• liver transplantation;
  • MELD;
  • recombinant factor VIIa;
  • transfusion

summary.  Patients undergoing orthotopic liver transplantation (OLT) often experience significant coagulopathy and remain at risk for excessive blood loss and massive transfusion. The ability of recombinant factor VIIa (rFVIIa) to reduce transfusion requirements during OLT has not been well established.

This retrospective study investigates whether rFVIIa reduces transfusion requirements in liver transplant patients with a significantly prolonged prothrombin time (PT) and a model of end-stage liver disease (MELD) score of >20. Eleven patients received a single dose of rFVIIa (58 ± 18 μg kg−1) at the time of incision. This group was matched with a selected control group that fulfilled all of the inclusion/exclusion criteria.
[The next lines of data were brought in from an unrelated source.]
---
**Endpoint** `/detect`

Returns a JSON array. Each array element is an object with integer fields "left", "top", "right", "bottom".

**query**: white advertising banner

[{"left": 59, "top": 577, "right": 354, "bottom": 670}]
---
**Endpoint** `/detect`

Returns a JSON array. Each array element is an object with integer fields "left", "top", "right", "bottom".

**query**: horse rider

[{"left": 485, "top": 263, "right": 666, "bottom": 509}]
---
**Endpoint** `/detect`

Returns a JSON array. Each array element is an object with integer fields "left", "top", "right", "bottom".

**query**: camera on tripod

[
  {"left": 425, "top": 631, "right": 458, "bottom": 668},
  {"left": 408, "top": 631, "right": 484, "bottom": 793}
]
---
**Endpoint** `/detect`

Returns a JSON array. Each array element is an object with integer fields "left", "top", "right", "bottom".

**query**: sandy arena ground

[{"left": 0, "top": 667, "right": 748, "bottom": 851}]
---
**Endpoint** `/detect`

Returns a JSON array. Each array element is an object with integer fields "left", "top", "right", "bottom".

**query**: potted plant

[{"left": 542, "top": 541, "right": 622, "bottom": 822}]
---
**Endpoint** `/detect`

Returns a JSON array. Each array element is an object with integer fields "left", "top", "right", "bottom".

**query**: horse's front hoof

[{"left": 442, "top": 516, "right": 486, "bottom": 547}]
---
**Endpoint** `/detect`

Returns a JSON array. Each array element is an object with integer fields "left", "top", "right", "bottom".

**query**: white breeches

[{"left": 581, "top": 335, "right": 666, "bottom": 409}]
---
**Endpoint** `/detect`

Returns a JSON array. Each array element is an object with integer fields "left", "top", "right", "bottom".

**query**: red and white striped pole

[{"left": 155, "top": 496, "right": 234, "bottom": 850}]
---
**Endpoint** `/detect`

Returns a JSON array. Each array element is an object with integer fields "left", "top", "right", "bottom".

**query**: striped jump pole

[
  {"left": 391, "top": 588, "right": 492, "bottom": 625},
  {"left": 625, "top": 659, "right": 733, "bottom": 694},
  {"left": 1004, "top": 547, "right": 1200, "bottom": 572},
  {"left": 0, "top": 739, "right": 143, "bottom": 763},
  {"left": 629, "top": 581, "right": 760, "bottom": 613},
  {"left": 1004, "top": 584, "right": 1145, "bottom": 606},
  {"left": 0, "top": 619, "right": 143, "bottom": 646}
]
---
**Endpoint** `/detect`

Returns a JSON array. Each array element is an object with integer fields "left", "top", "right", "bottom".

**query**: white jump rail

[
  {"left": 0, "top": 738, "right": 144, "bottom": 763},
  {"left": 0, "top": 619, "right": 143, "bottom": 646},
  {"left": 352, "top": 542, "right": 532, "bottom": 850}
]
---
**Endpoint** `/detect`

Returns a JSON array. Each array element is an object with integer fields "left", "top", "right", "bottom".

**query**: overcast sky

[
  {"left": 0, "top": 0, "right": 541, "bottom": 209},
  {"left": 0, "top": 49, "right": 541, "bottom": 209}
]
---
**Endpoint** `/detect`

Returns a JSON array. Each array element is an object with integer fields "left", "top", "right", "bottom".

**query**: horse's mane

Patient characteristics, pre-operative PT, HCT, PLT and MELD were identical between groups. Prophylactic application of rFVIIA reduced packed red blood cells (3·9 ± 2·6 versus 6·9 ± 2·3 U, P = 0·01) and fresh-frozen plasma (FFP) (12·6 ± 6 versus 19·8 ± 7 U, P = 0·018) transfusion requirements when compared with the control group. FFP administration in the first 24 h after surgery was also significantly less in the rVIIa group when compared with the control group (388 ± 385 versus 1225 ± 701 mL, P = 0·003). Hospital stay following transplantation tended to be shorter in the rFVIIa group, albeit statistical significance was not achieved (11 ± 7·3 versus 7·9 ± 2·7, P = 0·2). All but one patient in the control group survived for 30 days after transplantation.

In a selected group of patients with prolonged PT and high MELD score, the prophylactic application of rFVIIa at the start of the OLT may reduce perioperative transfusion requirements.